If you don’t know already, the Millennials (born 1980-2003) are the largest generation in US history. Totaling 17 million more people than the Baby Boomers (the last pig in society’s python), this group is just coming of age. Their impact on influencing major changes to workplace leadership is just being felt – and it only will get stronger in ensuing decades as they grow older and inevitably assume senior manager and, ultimately, CEO roles.
While derided by some (Boomers mostly) as an unambitious, video-game playing generation still living in their parent’s homes, Millennials are the best educated age group ever. And, collectively, they have very different values than their predecessors. They’re highly self-confident, very concerned about the well-being of others and group oriented. It might surprise you that they’re also extremely generous group; a spirit of service permeates the entire generation.
But here’s what’s most important. To these young workers, money is far less important. Instead, they have a strong desire to find meaning through their work. In a recent study, 88% of Millennials rated “opportunity to have an impact on the world” important when choosing an employer. These incredibly high aspirations will ensure workplace leadership practices are fully reinvented.

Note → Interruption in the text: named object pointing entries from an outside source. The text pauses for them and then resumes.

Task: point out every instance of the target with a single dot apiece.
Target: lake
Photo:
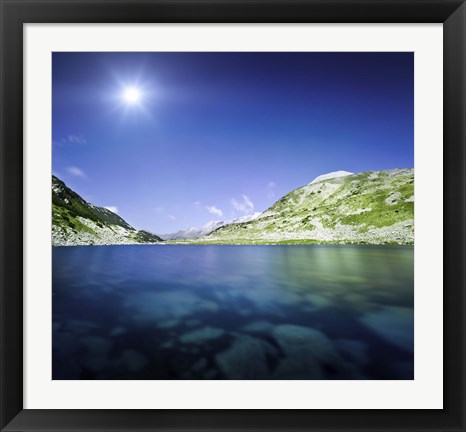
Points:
(233, 312)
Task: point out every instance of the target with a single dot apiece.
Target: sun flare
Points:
(132, 95)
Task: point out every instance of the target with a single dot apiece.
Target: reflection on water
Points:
(233, 312)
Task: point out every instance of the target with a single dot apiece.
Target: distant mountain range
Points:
(77, 222)
(375, 207)
(206, 229)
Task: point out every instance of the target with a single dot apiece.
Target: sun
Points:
(132, 95)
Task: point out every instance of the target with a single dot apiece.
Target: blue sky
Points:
(211, 136)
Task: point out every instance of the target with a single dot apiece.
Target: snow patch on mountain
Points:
(331, 175)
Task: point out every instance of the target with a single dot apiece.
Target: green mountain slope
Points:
(373, 207)
(77, 222)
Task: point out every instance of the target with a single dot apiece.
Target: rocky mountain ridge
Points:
(76, 222)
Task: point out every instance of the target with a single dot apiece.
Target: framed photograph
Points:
(215, 212)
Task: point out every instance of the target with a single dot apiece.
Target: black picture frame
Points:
(15, 13)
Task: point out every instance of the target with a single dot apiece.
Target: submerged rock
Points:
(257, 327)
(394, 324)
(245, 359)
(355, 350)
(306, 352)
(202, 335)
(131, 360)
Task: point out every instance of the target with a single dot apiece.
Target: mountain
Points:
(328, 176)
(77, 222)
(375, 207)
(192, 233)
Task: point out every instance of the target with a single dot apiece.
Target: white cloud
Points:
(76, 172)
(244, 206)
(113, 209)
(77, 139)
(214, 210)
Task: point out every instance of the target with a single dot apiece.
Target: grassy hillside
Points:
(373, 207)
(77, 222)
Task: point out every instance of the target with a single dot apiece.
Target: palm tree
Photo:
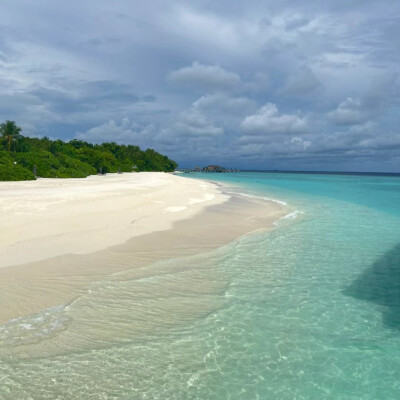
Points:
(10, 132)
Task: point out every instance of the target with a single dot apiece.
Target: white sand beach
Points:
(59, 237)
(49, 217)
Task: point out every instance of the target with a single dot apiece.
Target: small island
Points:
(26, 158)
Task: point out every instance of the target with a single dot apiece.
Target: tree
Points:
(10, 132)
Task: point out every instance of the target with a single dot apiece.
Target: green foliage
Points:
(10, 133)
(9, 171)
(74, 159)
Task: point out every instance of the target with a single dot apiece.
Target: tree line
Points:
(25, 158)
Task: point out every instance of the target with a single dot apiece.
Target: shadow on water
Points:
(381, 284)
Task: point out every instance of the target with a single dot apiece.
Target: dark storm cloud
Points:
(260, 84)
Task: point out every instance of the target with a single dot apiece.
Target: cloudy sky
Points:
(303, 85)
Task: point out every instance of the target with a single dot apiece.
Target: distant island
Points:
(25, 158)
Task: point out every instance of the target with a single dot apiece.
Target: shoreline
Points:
(31, 287)
(51, 217)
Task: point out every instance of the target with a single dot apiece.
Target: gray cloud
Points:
(205, 77)
(258, 84)
(268, 120)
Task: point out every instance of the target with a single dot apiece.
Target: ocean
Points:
(309, 310)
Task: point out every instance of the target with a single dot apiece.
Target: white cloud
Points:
(126, 131)
(196, 125)
(349, 112)
(301, 82)
(269, 121)
(220, 103)
(205, 77)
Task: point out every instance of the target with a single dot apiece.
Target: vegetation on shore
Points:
(24, 158)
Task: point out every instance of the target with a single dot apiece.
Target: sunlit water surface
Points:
(310, 310)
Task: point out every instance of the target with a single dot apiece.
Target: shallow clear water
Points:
(310, 310)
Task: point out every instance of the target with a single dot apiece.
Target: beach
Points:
(239, 296)
(60, 237)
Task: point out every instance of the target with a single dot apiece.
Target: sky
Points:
(288, 85)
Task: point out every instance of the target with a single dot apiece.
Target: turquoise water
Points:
(310, 310)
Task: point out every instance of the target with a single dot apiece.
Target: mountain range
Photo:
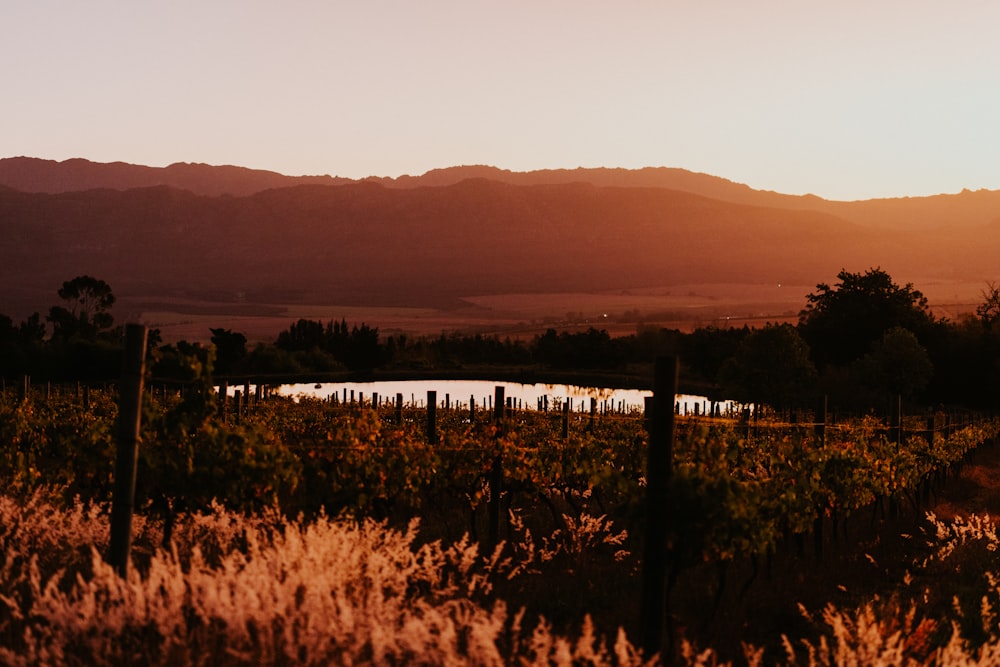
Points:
(229, 233)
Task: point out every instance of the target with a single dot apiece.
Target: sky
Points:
(846, 100)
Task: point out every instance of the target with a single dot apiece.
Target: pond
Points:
(458, 393)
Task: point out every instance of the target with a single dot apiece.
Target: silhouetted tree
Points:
(896, 365)
(840, 323)
(230, 350)
(85, 313)
(773, 366)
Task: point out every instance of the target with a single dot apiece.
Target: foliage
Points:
(86, 311)
(772, 366)
(896, 365)
(841, 322)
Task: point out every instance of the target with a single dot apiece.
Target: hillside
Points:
(965, 209)
(466, 248)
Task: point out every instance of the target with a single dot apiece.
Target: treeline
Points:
(861, 342)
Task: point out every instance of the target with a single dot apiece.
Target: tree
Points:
(230, 349)
(772, 366)
(842, 322)
(897, 365)
(85, 314)
(988, 311)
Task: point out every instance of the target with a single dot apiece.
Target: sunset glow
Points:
(847, 100)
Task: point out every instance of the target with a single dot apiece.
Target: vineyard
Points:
(541, 509)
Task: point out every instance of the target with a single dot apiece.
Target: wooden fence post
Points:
(223, 393)
(821, 421)
(655, 609)
(432, 417)
(129, 416)
(498, 404)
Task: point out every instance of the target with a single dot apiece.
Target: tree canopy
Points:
(84, 314)
(842, 322)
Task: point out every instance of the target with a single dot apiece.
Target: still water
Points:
(526, 396)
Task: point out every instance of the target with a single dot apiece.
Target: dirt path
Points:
(977, 488)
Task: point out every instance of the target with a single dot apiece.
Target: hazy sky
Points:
(847, 100)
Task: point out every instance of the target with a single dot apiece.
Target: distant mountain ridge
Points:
(965, 209)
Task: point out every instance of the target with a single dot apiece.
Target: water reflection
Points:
(458, 393)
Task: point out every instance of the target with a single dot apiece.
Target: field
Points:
(683, 307)
(312, 532)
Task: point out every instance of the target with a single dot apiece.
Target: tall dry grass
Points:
(238, 590)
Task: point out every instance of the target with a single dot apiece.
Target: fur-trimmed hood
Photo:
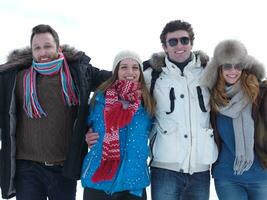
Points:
(23, 57)
(157, 60)
(232, 52)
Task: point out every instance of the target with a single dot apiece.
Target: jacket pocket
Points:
(207, 151)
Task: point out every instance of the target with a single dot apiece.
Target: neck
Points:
(181, 65)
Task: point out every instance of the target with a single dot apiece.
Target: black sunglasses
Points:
(228, 66)
(174, 41)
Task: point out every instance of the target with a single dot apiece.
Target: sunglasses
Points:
(228, 66)
(174, 41)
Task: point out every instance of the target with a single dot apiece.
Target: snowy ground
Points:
(80, 192)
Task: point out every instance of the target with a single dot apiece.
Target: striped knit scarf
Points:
(122, 101)
(32, 106)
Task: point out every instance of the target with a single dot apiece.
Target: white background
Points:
(101, 28)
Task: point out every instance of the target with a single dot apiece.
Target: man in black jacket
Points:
(44, 92)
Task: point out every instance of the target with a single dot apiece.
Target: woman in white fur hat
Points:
(121, 113)
(239, 119)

Organizations That Don’t Change Will Be At A Great Competitive Disadvantage
In just the past few months, I’ve visited companies like Google (where the median age of employees is just 29) and SAS – organizations routinely ranked by the Great Place To Work Institute (and Fortune Magazine) as America’s “Best Companies To Work For.’’
There are two important things you need to know about firms like these which place extremely high value on people:
- They’re helping to reinvent leadership. What these companies have in common is that they give employees a meaningful voice in how the business gets run. They place great value on trust – so much so that people have discretion on when they begin and end their workdays, and when they take their breaks. They’re also uncommonly generous, and provide perks and benefits many traditional CFOs would reject as being blatant profit killers. Workers are encouraged to contribute to projects outside of the scope of their normal roles (partly to ensure they have some variety in their day) – and are routinely made to know how their work and efforts contribute to the success of the firm.

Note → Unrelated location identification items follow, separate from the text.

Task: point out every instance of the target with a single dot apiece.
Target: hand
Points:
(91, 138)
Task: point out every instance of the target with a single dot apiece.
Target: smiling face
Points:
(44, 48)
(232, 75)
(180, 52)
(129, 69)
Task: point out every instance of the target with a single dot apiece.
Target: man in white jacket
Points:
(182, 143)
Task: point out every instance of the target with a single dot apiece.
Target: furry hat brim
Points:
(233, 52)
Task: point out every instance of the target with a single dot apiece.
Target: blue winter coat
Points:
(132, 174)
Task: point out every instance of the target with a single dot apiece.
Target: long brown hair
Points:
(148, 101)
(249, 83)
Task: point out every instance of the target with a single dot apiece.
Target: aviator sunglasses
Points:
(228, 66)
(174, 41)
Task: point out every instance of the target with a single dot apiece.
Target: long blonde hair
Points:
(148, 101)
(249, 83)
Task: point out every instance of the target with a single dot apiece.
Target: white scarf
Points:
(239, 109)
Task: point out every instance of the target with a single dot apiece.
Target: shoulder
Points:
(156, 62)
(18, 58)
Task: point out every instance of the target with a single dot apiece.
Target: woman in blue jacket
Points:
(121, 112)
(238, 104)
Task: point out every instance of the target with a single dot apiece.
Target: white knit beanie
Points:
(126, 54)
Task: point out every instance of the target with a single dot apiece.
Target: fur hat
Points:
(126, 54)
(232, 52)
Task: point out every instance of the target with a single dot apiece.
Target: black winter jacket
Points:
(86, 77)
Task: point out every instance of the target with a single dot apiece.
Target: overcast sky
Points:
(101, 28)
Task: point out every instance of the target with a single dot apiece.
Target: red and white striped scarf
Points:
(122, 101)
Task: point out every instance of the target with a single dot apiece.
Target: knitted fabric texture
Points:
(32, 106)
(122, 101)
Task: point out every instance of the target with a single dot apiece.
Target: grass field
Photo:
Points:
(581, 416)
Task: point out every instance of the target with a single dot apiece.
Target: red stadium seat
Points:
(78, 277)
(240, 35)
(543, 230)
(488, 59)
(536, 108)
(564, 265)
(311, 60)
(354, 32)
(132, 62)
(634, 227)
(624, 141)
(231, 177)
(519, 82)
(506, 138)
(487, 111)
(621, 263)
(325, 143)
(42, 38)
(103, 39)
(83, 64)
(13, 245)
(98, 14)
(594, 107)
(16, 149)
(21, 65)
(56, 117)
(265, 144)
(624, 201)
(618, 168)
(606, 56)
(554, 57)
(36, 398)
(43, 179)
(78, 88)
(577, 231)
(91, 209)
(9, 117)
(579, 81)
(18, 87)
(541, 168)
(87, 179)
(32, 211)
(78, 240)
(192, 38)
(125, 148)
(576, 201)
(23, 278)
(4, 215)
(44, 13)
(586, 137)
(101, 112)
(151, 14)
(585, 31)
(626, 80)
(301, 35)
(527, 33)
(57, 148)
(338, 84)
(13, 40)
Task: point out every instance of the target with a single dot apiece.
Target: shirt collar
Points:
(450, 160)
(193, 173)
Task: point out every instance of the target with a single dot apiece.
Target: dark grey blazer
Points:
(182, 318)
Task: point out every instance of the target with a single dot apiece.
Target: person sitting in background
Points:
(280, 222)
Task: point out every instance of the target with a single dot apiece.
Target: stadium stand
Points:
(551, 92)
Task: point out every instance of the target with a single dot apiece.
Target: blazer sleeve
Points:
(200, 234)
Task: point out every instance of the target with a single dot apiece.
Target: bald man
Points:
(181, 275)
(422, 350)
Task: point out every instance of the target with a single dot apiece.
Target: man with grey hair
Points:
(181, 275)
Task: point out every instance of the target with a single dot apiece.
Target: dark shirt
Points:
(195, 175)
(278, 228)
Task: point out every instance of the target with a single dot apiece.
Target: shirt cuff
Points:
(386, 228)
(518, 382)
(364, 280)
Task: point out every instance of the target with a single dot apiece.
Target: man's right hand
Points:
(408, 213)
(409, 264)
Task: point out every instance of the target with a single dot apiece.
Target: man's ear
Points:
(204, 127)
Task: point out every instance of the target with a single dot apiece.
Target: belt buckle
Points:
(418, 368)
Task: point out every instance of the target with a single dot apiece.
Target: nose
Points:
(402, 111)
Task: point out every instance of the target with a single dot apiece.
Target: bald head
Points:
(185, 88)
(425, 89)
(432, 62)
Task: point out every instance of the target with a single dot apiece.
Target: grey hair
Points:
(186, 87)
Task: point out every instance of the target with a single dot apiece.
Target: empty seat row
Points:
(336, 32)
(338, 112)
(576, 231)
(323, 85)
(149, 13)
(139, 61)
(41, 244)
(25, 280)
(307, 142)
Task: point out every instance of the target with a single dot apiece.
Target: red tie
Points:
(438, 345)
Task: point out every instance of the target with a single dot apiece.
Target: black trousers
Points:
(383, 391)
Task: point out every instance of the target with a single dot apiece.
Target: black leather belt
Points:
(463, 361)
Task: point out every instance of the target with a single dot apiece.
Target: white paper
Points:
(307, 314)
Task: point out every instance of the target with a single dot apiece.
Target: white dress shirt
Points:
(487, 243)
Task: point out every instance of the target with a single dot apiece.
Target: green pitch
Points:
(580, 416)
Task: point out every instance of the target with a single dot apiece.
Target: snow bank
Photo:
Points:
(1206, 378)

- They have high engagement, very low turnover, and consistently outperform competitors in financial performance and shareholder return. Several recent studies have shown that companies where employees are happiest and better supported consistently achieve significantly higher profits. SAS, for example, has had 37 consecutive years of record profitability, and Google’s stock price has appreciated nearly 700% over the past 8 ½ years (since its IPO) compared to just 51% for the Dow Jones average. What all firms on the “Best Companies To Work For List” are proving is that highly supported human beings are more loyal, more creative, and sustainably drive far greater financial results. This exceptional and broad success will force competitors to adopt similar leadership practices; shareholders will demand it.
The Future Of Workplace Leadership:
Workplace leadership is failing today largely because it has yet to acknowledge the importance of “emotional currency™” – a form of reward that makes people feel important, supported, valued, developed and appreciated. In fact, science now has proved that it’s our feelings and emotions that determine our level of engagement in life, what motivates us, and what we care most about.
Where once the idea of appealing to the hearts in workers was seen as heresy, we’ve come to understand that it’s always been essential. The greatest advice I can give you is this: “When you lead from the heart, people will follow.”